Here are some examples to illustrate this concept:
Example 1: Retirement Savings Withdrawal
Sarah invested $50,000 into a mutual fund for her retirement. The fund prospectus stated it had a 5% back-end load if shares were sold within the first year, decreasing by 1% each year thereafter, and no load after five years. After eight months, Sarah faced an unexpected expense and needed to withdraw $10,000 from her investment. When she redeemed the shares, a 5% back-end load was applied to the $10,000 she withdrew, meaning $500 was deducted from her payout. This illustrates a back-end load because the fee was charged at the time of selling (redeeming) her investment, not when she initially bought it.
Example 2: College Fund Rebalancing
Mark had invested in a growth-oriented mutual fund for his daughter's college education. The fund had a contingent deferred sales charge (another name for a back-end load) of 3% for redemptions within two years, 2% within three years, and 0% after four years. After three years and six months, as his daughter neared college age, Mark decided to shift some of the money into a more conservative bond fund. When he sold a portion of his shares from the growth fund, a 0% back-end load was applied because he had held the investment for longer than the four-year threshold.

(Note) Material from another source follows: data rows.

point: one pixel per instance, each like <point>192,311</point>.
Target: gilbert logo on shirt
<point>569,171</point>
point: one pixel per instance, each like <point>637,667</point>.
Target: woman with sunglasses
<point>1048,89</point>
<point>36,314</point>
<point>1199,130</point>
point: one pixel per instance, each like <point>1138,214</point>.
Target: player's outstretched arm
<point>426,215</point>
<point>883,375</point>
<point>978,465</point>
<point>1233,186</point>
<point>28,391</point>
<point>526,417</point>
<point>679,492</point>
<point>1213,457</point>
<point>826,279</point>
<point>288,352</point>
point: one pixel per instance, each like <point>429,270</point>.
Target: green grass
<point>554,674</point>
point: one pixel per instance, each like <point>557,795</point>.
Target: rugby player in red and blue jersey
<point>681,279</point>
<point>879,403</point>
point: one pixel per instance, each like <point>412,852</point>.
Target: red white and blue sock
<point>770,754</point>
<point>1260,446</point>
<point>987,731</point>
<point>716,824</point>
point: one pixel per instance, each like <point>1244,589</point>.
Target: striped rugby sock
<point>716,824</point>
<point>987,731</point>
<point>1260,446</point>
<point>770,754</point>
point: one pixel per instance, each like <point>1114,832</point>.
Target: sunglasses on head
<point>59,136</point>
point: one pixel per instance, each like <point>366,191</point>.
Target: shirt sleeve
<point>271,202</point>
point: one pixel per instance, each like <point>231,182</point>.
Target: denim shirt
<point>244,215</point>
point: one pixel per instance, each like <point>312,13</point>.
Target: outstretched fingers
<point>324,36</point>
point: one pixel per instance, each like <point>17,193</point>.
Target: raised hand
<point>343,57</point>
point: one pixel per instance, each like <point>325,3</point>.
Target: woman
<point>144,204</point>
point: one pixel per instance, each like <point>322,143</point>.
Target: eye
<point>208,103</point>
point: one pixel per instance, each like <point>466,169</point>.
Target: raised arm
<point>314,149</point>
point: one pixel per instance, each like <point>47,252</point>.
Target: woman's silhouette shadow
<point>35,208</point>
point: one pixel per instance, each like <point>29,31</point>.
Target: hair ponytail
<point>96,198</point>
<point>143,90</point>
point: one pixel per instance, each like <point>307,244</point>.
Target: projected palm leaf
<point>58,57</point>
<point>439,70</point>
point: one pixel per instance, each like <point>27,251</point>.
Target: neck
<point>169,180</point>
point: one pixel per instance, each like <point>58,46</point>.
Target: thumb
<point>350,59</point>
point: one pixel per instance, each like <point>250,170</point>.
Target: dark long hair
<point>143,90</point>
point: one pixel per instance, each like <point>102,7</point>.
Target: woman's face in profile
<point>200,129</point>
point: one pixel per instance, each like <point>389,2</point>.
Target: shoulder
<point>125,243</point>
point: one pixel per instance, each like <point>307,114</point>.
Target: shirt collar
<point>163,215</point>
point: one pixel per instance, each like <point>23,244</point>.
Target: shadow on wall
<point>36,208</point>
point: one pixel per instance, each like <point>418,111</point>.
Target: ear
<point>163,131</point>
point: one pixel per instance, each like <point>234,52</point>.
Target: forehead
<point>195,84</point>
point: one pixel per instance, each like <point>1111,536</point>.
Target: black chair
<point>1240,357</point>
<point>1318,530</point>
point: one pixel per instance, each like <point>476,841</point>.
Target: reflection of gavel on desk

This demonstrates how a back-end load is a fee assessed at the point of sale, and how its structure can incentivize longer holding periods, eventually leading to no fee if the investor meets the specified duration.
Example 3: Estate Liquidation
Upon the passing of an elderly relative, the executor of the estate needed to liquidate various assets, including shares in a specific mutual fund. The fund had a back-end load structure where a 2% fee was charged if shares were sold within the first year, and no fee thereafter. The deceased had purchased these shares seven years prior. When the executor sold the shares to distribute the assets to the beneficiaries, no back-end load was applied because the holding period far exceeded the one-year threshold. This situation highlights that a back-end load is a sales charge levied at the time an investment is sold, and its applicability often depends on how long the investment was held.
Simple Definition
A back-end load is a sales charge or commission that investors pay when they sell or redeem shares of a mutual fund. Also known as a contingent deferred sales charge (CDSC), this fee typically decreases the longer an investor holds the fund shares.